Overall, the approach is considered strategic, holistic and multi-disciplinary as it requires us to find solutions in each of the ecological, social and political spheres. Nested within the large landscapes are the site-based efforts (camera trapping, monitoring, patrolling, species protection, community partnerships) and priority sites (national parks, wetlands, natural forests, endangered species habitat) that underpin, or are the cornerstone of why WWF has a conservation program there. Those sites and efforts within the wider landscape are typically at the highest levels of purpose or vision for the WWF office in that country. Landscape programs in WWF, therefore, seek broad outcomes around maintenance of biodiversity, environmental provisions and services, sustainable economic development and production, and improved protected area management.
Some organisations (and in some contexts, WWF as well) use only site-based, as opposed to, landscape approaches. This means they are focusing their effort largely on key biodiversity areas and not on the entire range or landscape of a given species or environmental service. The justification and scope of their site-based work becomes the site itself, and not the wider ecological context within which that site exists. The reason for this could include: budget limitations; historical adoption of that site by the organization; strategic selection based on the mission of that organization; or just personal preference / selection. Various organizations believe that supporting the sustenance of separate breeding populations of particular species will be sufficient to maintain them in the long run.

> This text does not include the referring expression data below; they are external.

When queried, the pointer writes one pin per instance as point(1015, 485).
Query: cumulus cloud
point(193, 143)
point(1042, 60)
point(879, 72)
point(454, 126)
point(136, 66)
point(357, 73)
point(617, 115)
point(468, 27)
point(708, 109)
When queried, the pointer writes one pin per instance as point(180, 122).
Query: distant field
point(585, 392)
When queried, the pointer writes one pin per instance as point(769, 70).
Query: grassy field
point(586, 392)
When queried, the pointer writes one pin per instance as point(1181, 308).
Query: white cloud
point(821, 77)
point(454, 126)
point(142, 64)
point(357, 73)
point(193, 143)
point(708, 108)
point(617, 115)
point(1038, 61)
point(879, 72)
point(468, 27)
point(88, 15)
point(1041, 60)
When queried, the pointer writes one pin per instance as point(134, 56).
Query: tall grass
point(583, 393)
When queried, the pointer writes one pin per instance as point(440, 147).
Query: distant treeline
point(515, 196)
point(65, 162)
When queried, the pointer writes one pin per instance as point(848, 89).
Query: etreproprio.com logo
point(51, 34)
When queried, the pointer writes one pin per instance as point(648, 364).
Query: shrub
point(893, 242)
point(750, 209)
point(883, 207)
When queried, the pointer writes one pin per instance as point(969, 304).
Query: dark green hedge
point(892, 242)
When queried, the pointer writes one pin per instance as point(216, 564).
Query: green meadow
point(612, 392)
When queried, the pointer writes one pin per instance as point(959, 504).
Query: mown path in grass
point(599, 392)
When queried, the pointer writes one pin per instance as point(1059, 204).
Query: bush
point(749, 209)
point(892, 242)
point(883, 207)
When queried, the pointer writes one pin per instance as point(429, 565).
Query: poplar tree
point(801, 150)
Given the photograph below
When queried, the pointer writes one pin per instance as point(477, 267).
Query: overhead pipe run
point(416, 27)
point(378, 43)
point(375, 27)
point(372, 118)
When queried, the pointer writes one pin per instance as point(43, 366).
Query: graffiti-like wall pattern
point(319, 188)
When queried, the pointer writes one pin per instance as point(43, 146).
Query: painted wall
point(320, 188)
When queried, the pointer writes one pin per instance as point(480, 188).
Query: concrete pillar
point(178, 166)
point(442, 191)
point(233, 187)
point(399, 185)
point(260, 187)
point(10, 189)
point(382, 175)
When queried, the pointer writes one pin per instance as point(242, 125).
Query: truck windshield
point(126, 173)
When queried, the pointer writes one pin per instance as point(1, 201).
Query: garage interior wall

While the landscape approach forces organizations to address increased ecological and socio-political complexity in design, it does offer up multiple challenges and opportunities:
It firmly links the success of conservation programs with the social processes in the same landscape. While this is similar for conservation at any scale, transboundary conservation increases the level of complexity;
It challenges what we consider or define as the landscape boundaries. i.e. boundaries could be based on environmental, cultural, or political lines. Regardless of the final mapped product, consensus is key but often takes many years to achieve;
The need to work with many stakeholders, some of which are not traditional allies of the conservation sector. For instance, multi-stakeholder platforms may need to be established that include extractive industries, high value commodities, or those that are incompatible with our goals. Additionally resources must be devoted to maintaining these platforms;
The need to try find balance between competing interests. For example, how to balance the need to protect forests for conservation, forests for use and then support the intensification of productive land around them? Examples of viable and scalable projects with strong conservation elements have been difficult to achieve;
The need to work beyond accepted ecological boundaries. This means a lot of time taken up with work and processes outside where the focal wildlife or forests are;
Accepting trade-offs and developments, that may not align strongly with the conservation goals, in order to get ‘wins’ in other parts of the landscape. For example, not opposing a road upgrade across a border, to ensure a nearby by river dam does not proceed by order of the same ministry;
Supporting development or intensification to ensure food security and productive systems to offset or mitigate pressure on natural habitats;
Achieving multi-stakeholder consensus / shared understanding on key issues, challenges and opportunities in the landscape;
Influencing government policy, markets and financial environments that may be negatively impacting the landscape and the conservation goal.